Seruan Prof. Hosen perlu digaribawahi karena beberapa alasan. Pertama, penyebaran ideologi radikal cenderung menyasar kampus-kampus umum, yang tidak mengajarkan materi agama. Tujuh universitas negeri yang diidentifikasi Badan Nasional Penanggulangan Terorisme (BNPT), semuanya adalah kampus umum. (Dalam kaitan ini, banyak kalangan mempertanyakan wisdom Presiden Jokowi menunjuk purnawirawan sebagai Menteri Agama dengan mandat menangkal radikalisme, karena radikalisasi anak muda justeru terjadi di luar wilayah kementerian agama.)
Penelitian kami mengungkapkan infiltrasi paham dan kelompok radikal ke dunia kampus umum mudah terjadi karena tidak adanya “wacana tandingan” dan pemahaman keagamaan alternatif untuk melawan paham radikal. Tentu solusinya bukan menambah pelajaran agama, melainkan penekanan pada critical thinking yang seharusnya menjadi fondasi kehidupan intelektual mahasiswa kampus.
Kedua, fenomena radikalisasi anak muda terpelajar tampaknya mengikuti prinsip “mudah masuk, mudah keluar.” Barangkali karena minimnya pengetahuan agama, banyak mahasiswa begitu mudah tertarik pada kegiatan kelompok radikal, ikut pengajian atau yang dikenal dengan “liqa” (pertemuan).
Kami menemukan, sebagian besar mahasiswa baru terlibat aktivitas radikal ketika memulai kuliah. Jadi, mereka bisa digolongkan “newbie”, dan karenanya juga gampang meninggalkan kelompok radikal karena alasan-alasan yang sederhana, seperti susah melupakan hobinya mendengarkan musik atau larangan pacaran.
Ketiga, kebijakan program deradikalisasi yang “sekadar main hantam saja” (meminjam bahasa Prof. Hosen) bukan hanya dikhawatirkan tidak menyentuh akar masalah, tapi juga mengabaikan potensi deradikalisasi-diri (self-deradicalization) yang kerap terjadi di kalangan anak muda terpelajar. Perlu dicatat, walaupun ada orang merasa “menemukan kebenaran” setelah bergabung dengan kelompok radikal, tidak sedikit juga yang mengaku berada di jalan yang salah dan akhirnya kembali memilih kehidupan normal.

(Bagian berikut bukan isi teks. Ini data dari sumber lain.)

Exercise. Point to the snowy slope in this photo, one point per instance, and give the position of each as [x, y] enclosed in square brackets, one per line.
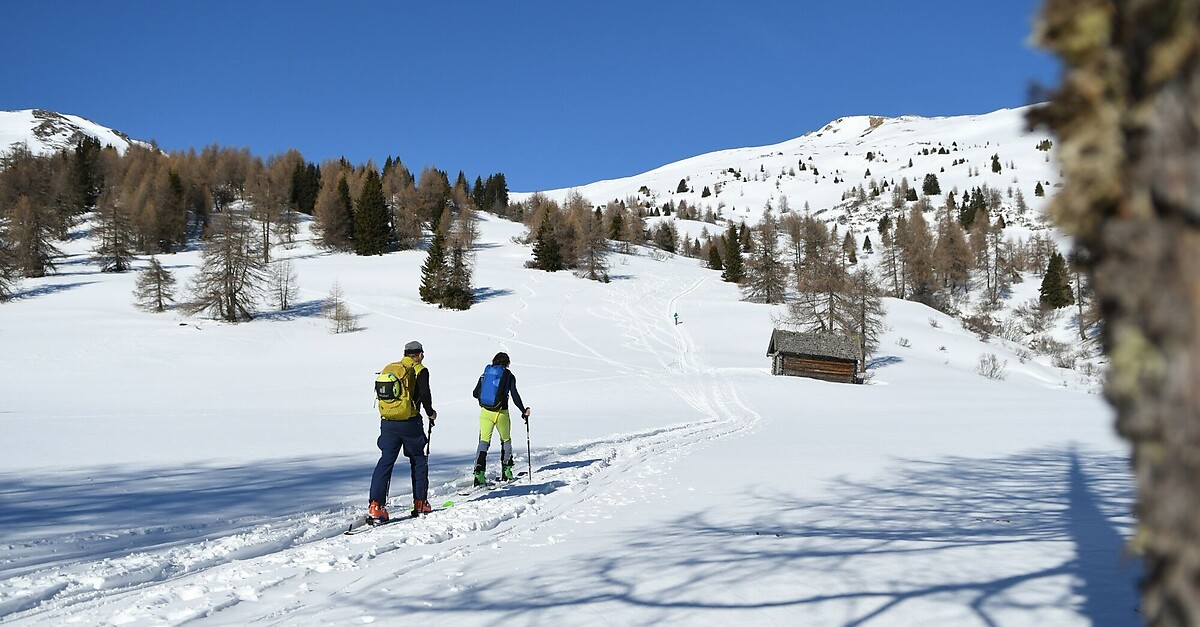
[45, 131]
[161, 469]
[750, 178]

Mereka yang terekspose ke dalam kelompok radikal punya kesempatan untuk mempertanyakan dampak paham radikal terhadap dirinya, keluarga, dan masyarakat sekitarnya. Mereka menolak praktik dogmatik ideologi absolutis yang diberlakukan kelompok radikal bukan karena hendak mengikuti versi Islam yang direstui pemerintah. Meminjam Michel Foucault, dengan technologies of the self, seseorang punya kapasitas untuk menentukan pilihan dan berbuat sendiri, tanpa tekanan dari pemerintah.
Karena itu, program deradikalisasi pemerintah jangan dilakukan “sekadar main hantam saja.” Apalagi, secara naif, merasa berhak mengubah pemahaman keagamaan seseorang dan menganggap setiap orang yang berbeda pemahaman sebagai “manipulator agama.”
Ada dua cara menyelesaikan masalah, termasuk radikalisme: smart way atau stupid way. Mau pilih yang mana?